8 ay sonra
Mina:" Ben yapamayacağım ya kesin batıracağım."
Şu anda Mina'nın yaklaşık 19 yıllık hayalinin tam arka planındaydılar. Mina ilk defa tek başına sahneye çıkıp bale yapacaktı. Onu izlemeye çok insan gelmişti ve eli ayağına dolanıyordu. Chaeyoung ise onu sakinleştirmek için yanına gelmişti.
Chae:" Sakin ol bitanem. Hiçbir sorun yok. Daha önce de çıktın bu sahneye. Sadece yanında dans eden başka arkadaşların daha olduğunu hayal et yeter."
Mina:" Olmaz ama yapamam ben. O zaman arka dansçıydım. Şimdi sahnede bir tek ben varım. Herkes beni izleyecek."

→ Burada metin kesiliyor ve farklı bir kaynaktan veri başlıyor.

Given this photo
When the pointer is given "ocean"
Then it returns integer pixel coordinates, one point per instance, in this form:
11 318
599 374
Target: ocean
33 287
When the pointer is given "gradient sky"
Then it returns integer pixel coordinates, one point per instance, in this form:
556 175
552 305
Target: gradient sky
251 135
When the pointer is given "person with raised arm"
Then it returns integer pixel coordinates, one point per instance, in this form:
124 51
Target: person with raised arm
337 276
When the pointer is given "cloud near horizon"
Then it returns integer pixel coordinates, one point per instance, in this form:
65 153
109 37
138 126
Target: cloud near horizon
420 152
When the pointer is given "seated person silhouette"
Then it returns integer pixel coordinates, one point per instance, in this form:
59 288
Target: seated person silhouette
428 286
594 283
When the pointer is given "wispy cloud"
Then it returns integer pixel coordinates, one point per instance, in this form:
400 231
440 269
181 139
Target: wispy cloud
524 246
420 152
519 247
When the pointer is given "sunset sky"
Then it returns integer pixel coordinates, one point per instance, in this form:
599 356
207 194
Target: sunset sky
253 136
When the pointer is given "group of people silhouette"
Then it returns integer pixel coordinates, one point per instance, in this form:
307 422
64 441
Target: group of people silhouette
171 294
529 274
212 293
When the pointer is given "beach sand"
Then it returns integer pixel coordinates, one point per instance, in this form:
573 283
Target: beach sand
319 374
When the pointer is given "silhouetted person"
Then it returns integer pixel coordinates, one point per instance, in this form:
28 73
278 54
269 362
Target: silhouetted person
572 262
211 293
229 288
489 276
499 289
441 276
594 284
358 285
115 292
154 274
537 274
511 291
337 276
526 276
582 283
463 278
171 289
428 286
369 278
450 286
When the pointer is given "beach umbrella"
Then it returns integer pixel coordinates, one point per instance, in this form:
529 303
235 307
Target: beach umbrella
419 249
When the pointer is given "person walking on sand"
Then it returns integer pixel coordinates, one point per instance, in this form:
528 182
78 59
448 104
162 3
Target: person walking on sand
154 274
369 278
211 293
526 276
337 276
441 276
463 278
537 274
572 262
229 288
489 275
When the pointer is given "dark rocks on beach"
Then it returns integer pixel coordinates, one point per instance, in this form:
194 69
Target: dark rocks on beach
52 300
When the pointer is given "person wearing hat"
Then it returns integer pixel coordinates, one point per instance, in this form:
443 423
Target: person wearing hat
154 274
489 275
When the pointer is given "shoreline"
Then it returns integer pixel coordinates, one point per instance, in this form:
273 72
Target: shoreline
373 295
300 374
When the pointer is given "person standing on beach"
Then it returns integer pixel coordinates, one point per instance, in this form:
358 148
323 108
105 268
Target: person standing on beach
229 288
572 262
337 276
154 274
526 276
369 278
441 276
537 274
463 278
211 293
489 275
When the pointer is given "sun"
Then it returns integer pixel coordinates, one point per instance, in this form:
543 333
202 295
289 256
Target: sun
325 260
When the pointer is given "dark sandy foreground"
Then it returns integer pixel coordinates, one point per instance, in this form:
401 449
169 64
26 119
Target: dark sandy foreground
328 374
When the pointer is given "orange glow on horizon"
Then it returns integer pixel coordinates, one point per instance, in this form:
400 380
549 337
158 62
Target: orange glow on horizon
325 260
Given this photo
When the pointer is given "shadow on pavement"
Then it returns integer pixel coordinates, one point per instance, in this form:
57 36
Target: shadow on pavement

Chae:" Ya ne kadar güzel işte. Bunca insan senin cevherini görmeye geldik. Biz de aynı şekilde. Kapıda birkaç kadınla kavga ettik en ön koltuk biletleri için. Nolursun bitanem stres yapma."
Mina:" Nolur beni izle. Yanımda olmanı istiyorum. Yoksa kesin batırırım."
Chae:" Tabii ki izleyeceğim, benim bir tanem sahneye çıkıyor."
Mina:" Ya seni orada göremezsem."
Chae:" Bu perdenin arkasında beklememi ister misin? Beni buradan daha rahat görebilirsin sevgilim."
Mina:" Olur. Sakın beni yalnız bırakma."
Chae:" Kim demiş öyle yapacağımı?"
Mina:" Eğer sen olmazsan hiçbir şey yapamam."
Chae:" Hadi ama bu kadar abartmamalısın çitlembik. Ben aynen sahnenin arkasındaki perdede duracağım. Hem daha yakından izlerim seni."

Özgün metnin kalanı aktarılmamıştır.